On the 21st of March 2020, the WHO laboratory testing strategy recommendations highlighted that testing strategies will vary depending on the context of infection status and the testing capacity available in the country in question. The WHO stated that equal access to diagnostic tools is fundamental for limiting the spread of SARS-CoV-2 and adequate testing would contribute to easing of lockdown restrictions and allow societies to reopen3. Several factors can limit testing capacity, including the global availability of kits and reagents4, the turnaround time for test results, and other logistical requirements such as laboratory space and skilled personnel5.
Current diagnosis guidelines for COVID-19
The WHO recommends that the preferred type of testing for routine confirmation of suspected cases of COVID-19, surveillance testing, contact tracing and environmental monitoring should be based on detection of unique viral RNA sequences by nucleic acid amplification techniques (NAAT), such as RT-PCR6,7. The WHO recommends that all suspected cases should be tested in countries that have a limited number of cases, sporadic cases or cluster cases. The objective of this strategy is to rapidly diagnose a high proportion of new cases, and thereby limit the spread of disease via suppressive measures. Nevertheless, in countries with widespread community transmission, testing capacity is often overwhelmed and resources are prioritised for those at greater risk6. For example, during the early stages of the pandemic in the United Kingdom, testing was primarily reserved for those who were admitted to hospital8.
The laboratory processing of NAAT is complex and the turnaround time for results is approximately 24 hours. Delays and resource dependency can place a strain on testing throughput and capacity. The fine interplay between variables such as the purpose of the testing strategy and capacity should be the main focal points when shaping testing policies and contact tracing programmes in order to re-open economies.
Alternative molecular tests for the detection of SARS-CoV-2
Molecular tests or commercially available kits are continually being developed in order to increase testing capacity and speed up processing. Alternatives to RT-PCR, such as loop-mediated isothermal amplification (LAMP) or RNA-targeting clustered regularly interspaced short palindromic repeats (CRISPR) have been adapted for rapid and portable detection of nucleic acids. Additionally, some manufacturers have automated some of the processes related to nucleic acid extraction or sample treatment, or even developed automated point-of-care testing (POCT) systems: these are often cartridge-based provide test results via a much simpler process and in a shorter time than laboratory-based RT-PCR.
These variations in procedures and methods reflect the wide range of SARS-CoV-2 tests that have proliferated since the beginning of the COVID-19 pandemic. Each variation will have its own advantages and may be utilised depending on the purpose of testing and the context in which it is carried out. For example, skipping the extraction process could increase the capacity of a testing programme due to shorter turnaround times and the avoidance of extra costs associated with extraction kits. Furthermore, POCT systems can alleviate the need for specialised laboratory personnel. It is therefore important to evaluate the impact of different tests and methods to facilitate informed decisions when planning a public health testing strategy. To our knowledge, no research has previously been carried out to systematically evaluate and compare the diagnostic performance of different NAAT methods and protocols.
The role of rapid collaborative reviews in the COVID-19 response
During the COVID-19 pandemic, timely and reliable assessment of evidence helps develop a co-ordinated response and inform both healthcare professionals and the general public. The European network for Health Technology Assessment (EUnetHTA) spans more than 80 Health Technology Assessment (HTA) partners across Europe. The mission of EUnetHTA is to support collaboration between European HTA organisations that brings added value to healthcare systems at the European, national, and regional level, making it well-positioned to respond to the COVID-19 pandemic9. The primary objectives of EUnetHTA during the COVID-19 pandemic are to provide decision-makers with timely syntheses of available evidence on the safety and effectiveness of health technologies for the management of the current pandemic, as well as providing timely updates as research evolves and the relevant body of evidence matures9.
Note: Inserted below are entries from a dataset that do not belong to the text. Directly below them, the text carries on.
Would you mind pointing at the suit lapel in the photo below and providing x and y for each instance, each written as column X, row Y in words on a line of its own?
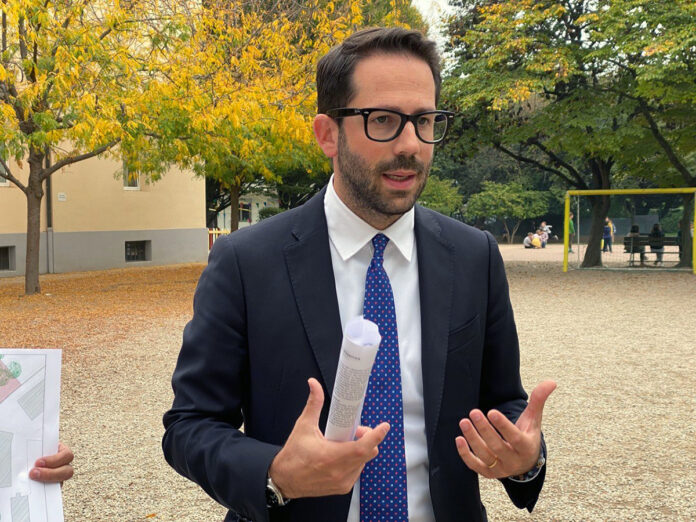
column 435, row 273
column 309, row 265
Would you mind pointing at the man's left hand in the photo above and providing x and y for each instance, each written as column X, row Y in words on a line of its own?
column 494, row 447
column 54, row 468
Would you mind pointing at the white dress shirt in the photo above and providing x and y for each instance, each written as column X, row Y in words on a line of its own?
column 351, row 252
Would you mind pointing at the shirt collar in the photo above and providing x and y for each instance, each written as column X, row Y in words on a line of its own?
column 349, row 233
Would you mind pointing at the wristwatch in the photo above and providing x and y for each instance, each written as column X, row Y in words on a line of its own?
column 274, row 498
column 532, row 473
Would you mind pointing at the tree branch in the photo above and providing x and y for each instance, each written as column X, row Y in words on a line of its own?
column 69, row 161
column 536, row 163
column 558, row 161
column 6, row 174
column 669, row 151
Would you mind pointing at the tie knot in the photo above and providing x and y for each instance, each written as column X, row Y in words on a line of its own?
column 379, row 242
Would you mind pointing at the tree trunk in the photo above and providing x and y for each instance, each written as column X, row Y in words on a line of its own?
column 34, row 196
column 234, row 207
column 685, row 259
column 593, row 254
column 601, row 173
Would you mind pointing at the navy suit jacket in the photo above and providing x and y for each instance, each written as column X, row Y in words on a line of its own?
column 266, row 319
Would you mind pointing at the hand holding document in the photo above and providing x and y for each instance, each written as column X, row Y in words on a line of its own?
column 360, row 344
column 29, row 408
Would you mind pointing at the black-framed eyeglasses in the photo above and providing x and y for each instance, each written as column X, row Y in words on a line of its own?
column 386, row 125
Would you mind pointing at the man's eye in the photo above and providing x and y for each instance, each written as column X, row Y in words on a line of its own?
column 382, row 119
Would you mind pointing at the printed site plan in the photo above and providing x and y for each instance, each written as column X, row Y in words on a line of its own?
column 29, row 409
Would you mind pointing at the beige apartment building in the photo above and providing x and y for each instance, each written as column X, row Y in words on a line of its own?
column 93, row 217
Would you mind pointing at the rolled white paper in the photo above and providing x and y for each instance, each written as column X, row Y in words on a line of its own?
column 360, row 344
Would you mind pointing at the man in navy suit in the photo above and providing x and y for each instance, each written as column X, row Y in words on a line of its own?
column 269, row 310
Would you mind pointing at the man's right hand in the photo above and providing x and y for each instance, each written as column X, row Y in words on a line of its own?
column 311, row 466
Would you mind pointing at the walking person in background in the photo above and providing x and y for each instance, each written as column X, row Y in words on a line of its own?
column 543, row 236
column 656, row 240
column 571, row 232
column 608, row 234
column 635, row 246
column 528, row 240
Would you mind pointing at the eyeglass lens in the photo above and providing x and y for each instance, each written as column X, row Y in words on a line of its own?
column 384, row 125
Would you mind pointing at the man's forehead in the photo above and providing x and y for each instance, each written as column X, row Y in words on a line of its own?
column 390, row 80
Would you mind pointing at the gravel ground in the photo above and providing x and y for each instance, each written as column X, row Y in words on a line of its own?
column 619, row 427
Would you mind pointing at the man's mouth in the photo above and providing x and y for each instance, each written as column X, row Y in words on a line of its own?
column 400, row 176
column 399, row 180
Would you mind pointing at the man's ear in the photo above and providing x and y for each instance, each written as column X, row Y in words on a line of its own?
column 326, row 134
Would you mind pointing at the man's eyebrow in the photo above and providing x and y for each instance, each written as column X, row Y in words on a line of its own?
column 398, row 109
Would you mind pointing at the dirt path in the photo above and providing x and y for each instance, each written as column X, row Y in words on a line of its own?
column 620, row 428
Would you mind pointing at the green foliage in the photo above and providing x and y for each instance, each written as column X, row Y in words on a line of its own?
column 508, row 202
column 441, row 195
column 575, row 86
column 267, row 212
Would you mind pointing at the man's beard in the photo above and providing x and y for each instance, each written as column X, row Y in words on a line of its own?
column 363, row 181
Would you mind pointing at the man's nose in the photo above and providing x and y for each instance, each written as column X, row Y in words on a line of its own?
column 407, row 143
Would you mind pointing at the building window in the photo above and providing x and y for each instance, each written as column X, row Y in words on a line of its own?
column 245, row 212
column 138, row 251
column 7, row 258
column 131, row 180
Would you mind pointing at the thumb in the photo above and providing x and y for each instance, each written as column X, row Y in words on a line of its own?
column 535, row 408
column 315, row 401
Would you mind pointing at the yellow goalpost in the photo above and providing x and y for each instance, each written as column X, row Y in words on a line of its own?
column 613, row 192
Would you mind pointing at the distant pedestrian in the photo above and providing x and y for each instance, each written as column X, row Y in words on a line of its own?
column 608, row 234
column 528, row 241
column 571, row 232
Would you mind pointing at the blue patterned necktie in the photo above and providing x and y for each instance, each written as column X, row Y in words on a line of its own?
column 383, row 480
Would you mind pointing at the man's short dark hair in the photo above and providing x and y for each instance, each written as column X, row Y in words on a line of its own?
column 335, row 69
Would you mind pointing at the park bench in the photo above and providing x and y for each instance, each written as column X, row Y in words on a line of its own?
column 636, row 245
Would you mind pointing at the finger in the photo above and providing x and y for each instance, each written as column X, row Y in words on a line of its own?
column 510, row 433
column 535, row 408
column 495, row 445
column 63, row 457
column 362, row 430
column 315, row 402
column 476, row 444
column 51, row 475
column 374, row 437
column 472, row 461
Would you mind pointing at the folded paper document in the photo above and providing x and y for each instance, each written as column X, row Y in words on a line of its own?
column 360, row 344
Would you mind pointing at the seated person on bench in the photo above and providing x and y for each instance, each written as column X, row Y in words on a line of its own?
column 635, row 246
column 656, row 240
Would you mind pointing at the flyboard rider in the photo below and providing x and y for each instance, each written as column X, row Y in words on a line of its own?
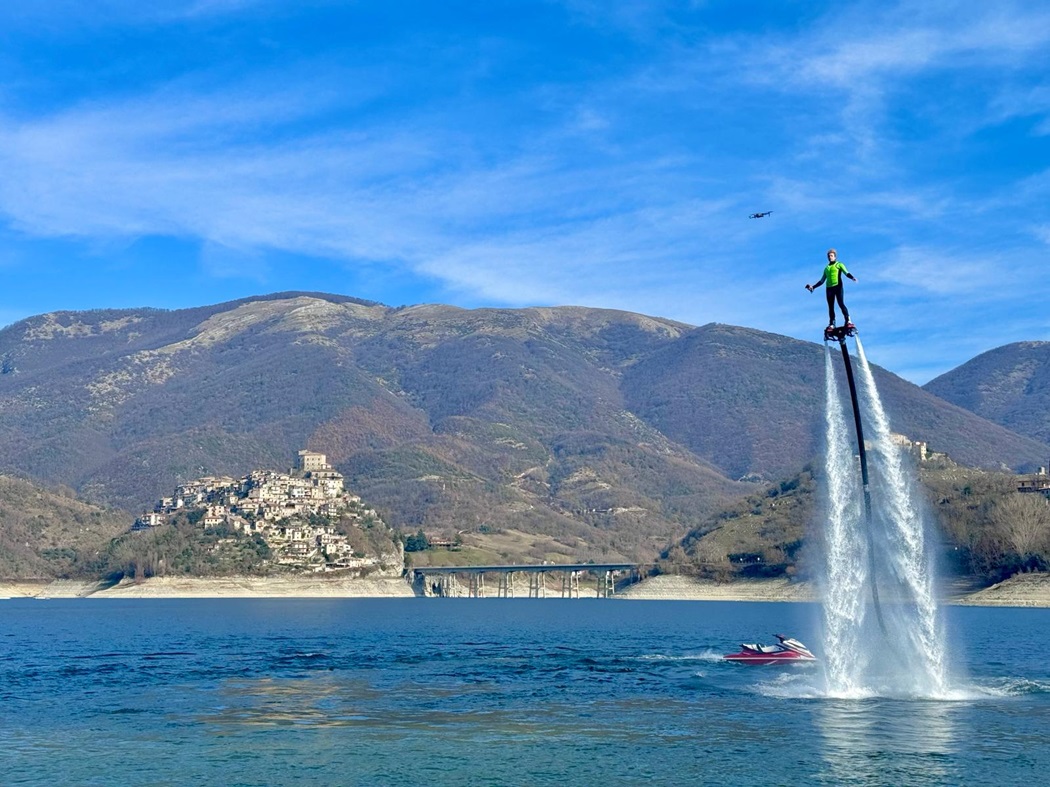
column 832, row 276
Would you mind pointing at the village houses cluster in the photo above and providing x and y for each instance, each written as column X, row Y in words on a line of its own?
column 290, row 511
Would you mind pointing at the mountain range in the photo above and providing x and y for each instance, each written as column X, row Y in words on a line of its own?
column 606, row 431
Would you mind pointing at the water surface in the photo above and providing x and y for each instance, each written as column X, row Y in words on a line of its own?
column 491, row 692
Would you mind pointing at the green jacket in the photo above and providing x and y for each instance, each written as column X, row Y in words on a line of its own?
column 832, row 274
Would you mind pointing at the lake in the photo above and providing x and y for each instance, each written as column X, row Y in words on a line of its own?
column 491, row 692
Following the EUnetHTA Plenary Assembly in April 2020, a EUnetHTA Task Force on SARS-CoV-2 diagnostics was set up, which prioritised the following health policy questions:
How to best screen asymptomatic subjects and monitor close contacts in order to promptly detect infections among the general population and healthcare workers.
How to best test patients with clinical manifestations of SARS-CoV-2 in order to confirm the diagnosis of COVID-19.
Which tests should be used to monitor the course of disease and inform decisions on treatment, hospitalisation etc. and to determine viral clearance of recovered patients in order to allow re-entry into the community.
EUnetHTA has prioritised COVID-19-related outputs until the end of May 2021, producing ‘Rapid Collaborative Reviews’ (RCROT) for diagnostic testing, ‘Rapid Collaborative Reviews’ (PTRCR) and ‘Rolling Collaborative Reviews’ (RCR) for therapeutic treatments. Here, we summarise the findings and policy implications of the second RCROT, on the diagnostic accuracy of molecular methods that detect the presence of the SARS-CoV-2 virus in people with suspected COVID-19. A previous RCROT on the role of antibody testing was published in June 202010. This work was part of the project undertaken by the EUnetHTA Task Force on SARS-CoV-2 diagnostics and it addressed the policy priority questions (1) and (2).
The scope and purpose of the rapid collaborative review
As COVID-19 testing continues to be scaled up and used more widely, there is a clear need to evaluate alternative molecular methods and approaches to allow NAAT to continue in the face of potential challenges and global shortages of kits and reagents, and to inform decisions about where different test methods and protocols are best deployed. Our evaluation of the diagnostic accuracy of different molecular tests and methods aimed to address the questions above, but also to determine the diagnostic performance of different test classes. This could facilitate the identification of novel alternative tests that could assist with, for example, a wider rollout of COVID-19 testing or tests that can be used reliably where a rapid result is needed.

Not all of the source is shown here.